Facteur hypothétique 2: Depuis 1999, la propagation massive de préjugés xénophobes, via les campagnes électorales de partis comme l’UDC ou le MCG, ou via des initiatives populaires (minarets, « criminels » étrangers, immigration « de masse », etc.), a changé les mentalités et représentations. Le climat général est dès lors nettement moins empathique à l’égard des réfugiés, quand bien même ceux-ci fuient une guerre atroce comme les Syriens ou une dictature impitoyable comme les Érythréens (pour ne citer que deux exemples). L’action du Conseil d’État est malheureusement aussi influencée par ces vents-là.

Facteur hypothétique 3: La situation sur le marché du logement a évolué et la disponibilité de terrains et de locaux vides était meilleure en 1999. Les statistiques genevoises ne semblent pas donner raison à cette hypothèse. En effet, comme le « coup d’œil » des statistiques de 2002 l’indique, « après une phase de tension moins accentuée, de 1993 à 1998, le marché du logement à Genève est de nouveau en crie aiguë ».

crise logement 1990

(source: Office cantonal de la statistique (OCSTAT), « Coup d’œil » n°11, mars 2002)

Facteur hypothétique 4: « Le problème n’est pas financier, il est politique », dixit le directeur de l’Hospice général, en 1998, critiquant l’action du Conseil d’État et « tirant la sonnette d’alarme » sur la question de l’hébergement des demandeurs d’asile.
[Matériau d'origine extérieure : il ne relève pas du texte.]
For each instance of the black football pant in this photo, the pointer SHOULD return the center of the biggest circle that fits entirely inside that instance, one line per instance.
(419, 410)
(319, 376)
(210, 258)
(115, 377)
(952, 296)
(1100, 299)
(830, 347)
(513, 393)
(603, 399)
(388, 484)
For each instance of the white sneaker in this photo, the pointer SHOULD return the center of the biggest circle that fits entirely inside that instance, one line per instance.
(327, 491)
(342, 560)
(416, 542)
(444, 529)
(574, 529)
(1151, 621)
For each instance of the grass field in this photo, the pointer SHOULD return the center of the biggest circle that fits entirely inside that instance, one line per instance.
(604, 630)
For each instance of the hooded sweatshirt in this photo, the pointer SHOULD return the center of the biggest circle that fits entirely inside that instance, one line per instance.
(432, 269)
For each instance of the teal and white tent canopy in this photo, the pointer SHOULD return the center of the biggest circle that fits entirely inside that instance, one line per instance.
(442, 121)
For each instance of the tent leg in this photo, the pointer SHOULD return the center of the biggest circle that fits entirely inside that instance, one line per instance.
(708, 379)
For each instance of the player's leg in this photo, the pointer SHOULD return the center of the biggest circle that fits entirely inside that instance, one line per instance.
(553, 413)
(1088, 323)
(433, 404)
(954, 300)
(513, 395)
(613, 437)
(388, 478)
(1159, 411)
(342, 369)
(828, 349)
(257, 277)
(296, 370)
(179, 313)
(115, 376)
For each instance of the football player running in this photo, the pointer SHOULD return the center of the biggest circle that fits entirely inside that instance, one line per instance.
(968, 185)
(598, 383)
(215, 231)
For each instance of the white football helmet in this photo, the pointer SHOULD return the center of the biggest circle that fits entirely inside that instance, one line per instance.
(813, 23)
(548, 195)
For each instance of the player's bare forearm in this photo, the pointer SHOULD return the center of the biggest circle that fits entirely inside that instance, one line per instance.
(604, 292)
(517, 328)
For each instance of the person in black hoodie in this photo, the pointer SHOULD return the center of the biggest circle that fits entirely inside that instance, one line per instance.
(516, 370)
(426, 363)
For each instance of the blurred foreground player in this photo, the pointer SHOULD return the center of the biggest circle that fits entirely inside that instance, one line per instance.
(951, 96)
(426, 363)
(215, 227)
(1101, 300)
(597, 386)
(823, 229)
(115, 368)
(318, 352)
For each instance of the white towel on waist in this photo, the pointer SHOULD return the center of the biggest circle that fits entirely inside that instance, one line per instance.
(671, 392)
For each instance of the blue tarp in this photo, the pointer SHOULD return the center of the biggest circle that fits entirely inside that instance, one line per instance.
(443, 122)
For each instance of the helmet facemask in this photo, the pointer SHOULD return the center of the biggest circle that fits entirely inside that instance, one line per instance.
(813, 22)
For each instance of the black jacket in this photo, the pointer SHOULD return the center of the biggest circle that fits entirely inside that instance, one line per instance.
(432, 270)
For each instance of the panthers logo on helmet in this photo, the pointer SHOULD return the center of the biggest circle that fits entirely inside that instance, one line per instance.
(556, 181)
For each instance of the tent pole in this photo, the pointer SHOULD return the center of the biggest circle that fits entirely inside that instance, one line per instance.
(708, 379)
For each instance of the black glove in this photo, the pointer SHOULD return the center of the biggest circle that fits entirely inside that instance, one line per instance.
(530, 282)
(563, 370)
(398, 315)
L’Hospice général n’hésitait pas alors à exprimer publiquement son souci pour les réfugiés, quitte à ce que son désaccord avec l’État soit patent.

Christophe Girod, actuel directeur de l’Hospice général, juge quant à lui que l’État lui « donne les moyens pour remplir [sa] mission d’hébergement »[2]. Simultanément pourtant, l’Hospice ouvre des abris de protection civile qu’il juge « humainement insatisfaisants »[3]. Manifestement, l’Hospice a changé son positionnement.

La nouvelle ligne choisie par l’Hospice général dénote un problème majeur: les associations, les partis de gauche et des mouvements à la gauche de la gauche sont désormais les derniers à s’alarmer de la situation, confinés qu’ils sont à tenir un rôle qui leur donne une image d’exagérateurs alors qu’ils ne font que dire ce que l’Hospice disait lui-même il y a quelques années seulement.

Conclusion

La situation en 2015 n’est pas exceptionnelle, et le recours aux abris PC a déjà suscité l’indignation dans le passé. Ce qui par contre est totalement nouveau, c’est que l’usage d’abris de protection civile se prolonge sur de longs mois, faute de terrains ou de bâtiments mis à disposition « en surface ». Mais restons optimistes: le Conseil d’État répète régulièrement qu’il juge l’hébergement en abri PC humainement inacceptable et qu’il a plusieurs pistes pour y pallier. Il n’y a plus qu’à espérer que ces pistes se concrétisent rapidement.

Aldo Brina

[1]  Sophie Malka, « La pression monte d’un cran pour fermer tous les abris », Le Courrier, 17.11.1999.

[2]  Laurence Bézaguet, ‘La surdensité pose problème aux Tattes’, Tribune de Genève, 19.11.2014

[3]   Communiqué de presse de l’Hospice général, « L’hospice général veut pouvoir fermer ses abris PCi« , 02.03.2015.